Claro que esta mentira está inmersa dentro del
marco de grandes mentiras que asolan el mundo, sobre todo en un
Occidente que habla de que no está mal abortar los niños no queridos,
decidir cuándo terminar con la vida de uno, llamar matrimonio a la
pareja entre homosexuales o que estos adopten hijos, consumir legalmente
drogas nocivas, manipular genéticamente las células, o hasta llegar a
clonar al propio hombre. Esta ola de mentira es tan grande y tan fuerte
que, algunos Gobiernos y Partidos Políticos, en los llamados “países
desarrollados” o en los no tanto como el nuestro, las tienen como
principales banderas y plataformas de acción. Encima, sostienen que las
leyes que permiten su ejercicio implican el “progreso” de la humanidad,
aún más, que llegan para sincerar los actos del hombre, casi como si
dijeran que no son mentiras sino verdades, aunque vayan en contra de la
naturaleza humana y la conciencia natural del bien y del mal.
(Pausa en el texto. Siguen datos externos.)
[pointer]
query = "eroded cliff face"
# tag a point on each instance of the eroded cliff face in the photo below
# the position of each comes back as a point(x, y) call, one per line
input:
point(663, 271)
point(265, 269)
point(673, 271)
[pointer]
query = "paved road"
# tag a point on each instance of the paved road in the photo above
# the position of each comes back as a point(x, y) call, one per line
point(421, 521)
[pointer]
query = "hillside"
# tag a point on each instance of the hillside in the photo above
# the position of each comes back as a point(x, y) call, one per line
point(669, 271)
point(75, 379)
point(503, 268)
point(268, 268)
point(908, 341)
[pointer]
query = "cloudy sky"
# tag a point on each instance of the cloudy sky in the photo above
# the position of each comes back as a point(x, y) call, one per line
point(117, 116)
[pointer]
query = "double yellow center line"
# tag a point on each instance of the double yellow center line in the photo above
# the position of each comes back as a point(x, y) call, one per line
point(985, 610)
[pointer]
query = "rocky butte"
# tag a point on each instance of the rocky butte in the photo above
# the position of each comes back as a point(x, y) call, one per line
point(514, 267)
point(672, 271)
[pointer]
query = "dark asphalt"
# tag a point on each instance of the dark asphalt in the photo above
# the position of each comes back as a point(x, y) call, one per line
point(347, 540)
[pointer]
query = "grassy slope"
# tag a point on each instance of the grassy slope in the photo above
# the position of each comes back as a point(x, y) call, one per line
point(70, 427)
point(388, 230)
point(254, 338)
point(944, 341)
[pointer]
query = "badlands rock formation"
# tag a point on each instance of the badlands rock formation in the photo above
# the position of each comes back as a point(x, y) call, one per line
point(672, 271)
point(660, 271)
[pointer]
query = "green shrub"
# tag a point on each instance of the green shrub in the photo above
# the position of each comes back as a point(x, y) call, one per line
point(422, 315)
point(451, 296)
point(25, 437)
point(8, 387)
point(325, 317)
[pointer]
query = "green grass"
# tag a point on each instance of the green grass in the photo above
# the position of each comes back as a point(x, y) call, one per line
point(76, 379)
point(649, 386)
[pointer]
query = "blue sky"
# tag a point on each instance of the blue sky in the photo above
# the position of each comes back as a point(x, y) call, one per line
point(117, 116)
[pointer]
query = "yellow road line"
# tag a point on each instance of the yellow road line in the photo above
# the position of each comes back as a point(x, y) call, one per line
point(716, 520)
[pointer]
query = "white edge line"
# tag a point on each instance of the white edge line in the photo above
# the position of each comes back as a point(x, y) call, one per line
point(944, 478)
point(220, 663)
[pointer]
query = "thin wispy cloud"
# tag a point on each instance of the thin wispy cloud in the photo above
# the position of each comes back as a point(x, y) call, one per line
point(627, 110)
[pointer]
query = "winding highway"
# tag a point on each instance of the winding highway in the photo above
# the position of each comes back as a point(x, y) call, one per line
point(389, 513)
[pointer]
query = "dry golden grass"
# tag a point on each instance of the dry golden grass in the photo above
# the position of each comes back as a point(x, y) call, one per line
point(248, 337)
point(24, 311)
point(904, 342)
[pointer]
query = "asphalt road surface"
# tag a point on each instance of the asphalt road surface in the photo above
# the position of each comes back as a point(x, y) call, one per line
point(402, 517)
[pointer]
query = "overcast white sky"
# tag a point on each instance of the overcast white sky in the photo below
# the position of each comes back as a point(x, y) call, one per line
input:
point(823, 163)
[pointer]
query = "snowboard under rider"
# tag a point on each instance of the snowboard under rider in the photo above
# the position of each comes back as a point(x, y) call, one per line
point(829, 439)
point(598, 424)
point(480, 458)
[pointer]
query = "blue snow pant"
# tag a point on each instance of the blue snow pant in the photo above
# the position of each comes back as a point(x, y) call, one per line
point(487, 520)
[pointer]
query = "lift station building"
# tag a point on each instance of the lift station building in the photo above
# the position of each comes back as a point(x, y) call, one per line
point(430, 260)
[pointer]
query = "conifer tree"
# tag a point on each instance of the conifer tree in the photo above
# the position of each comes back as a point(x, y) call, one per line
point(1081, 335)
Cuenta el evangelio de Juan que cuando Jesús
estuvo frente a Pilatos, en el pretorio romano de Jerusalén, entre otras
cosas le dijo: “Para eso nací y para eso vine al mundo: para testificar
la verdad. Todo el que es de la verdad escucha mi voz”. Pilatos
entonces le preguntó: “¿Qué es la verdad?”, y diciendo esto salió fuera
para hablarle nuevamente al pueblo. No se sabe si Cristo no le
respondió, o si Pilatos no le dio tiempo, porque abandonó la sala. Me
gusta pensar en la primera posibilidad, en la que Cristo le responde con
el silencio, dando lugar al libre albedrío del hombre para que éste
encuentre una respuesta. Así, cada uno busca la verdad en la vida y la
descubre, la tergiversa o niega su existencia.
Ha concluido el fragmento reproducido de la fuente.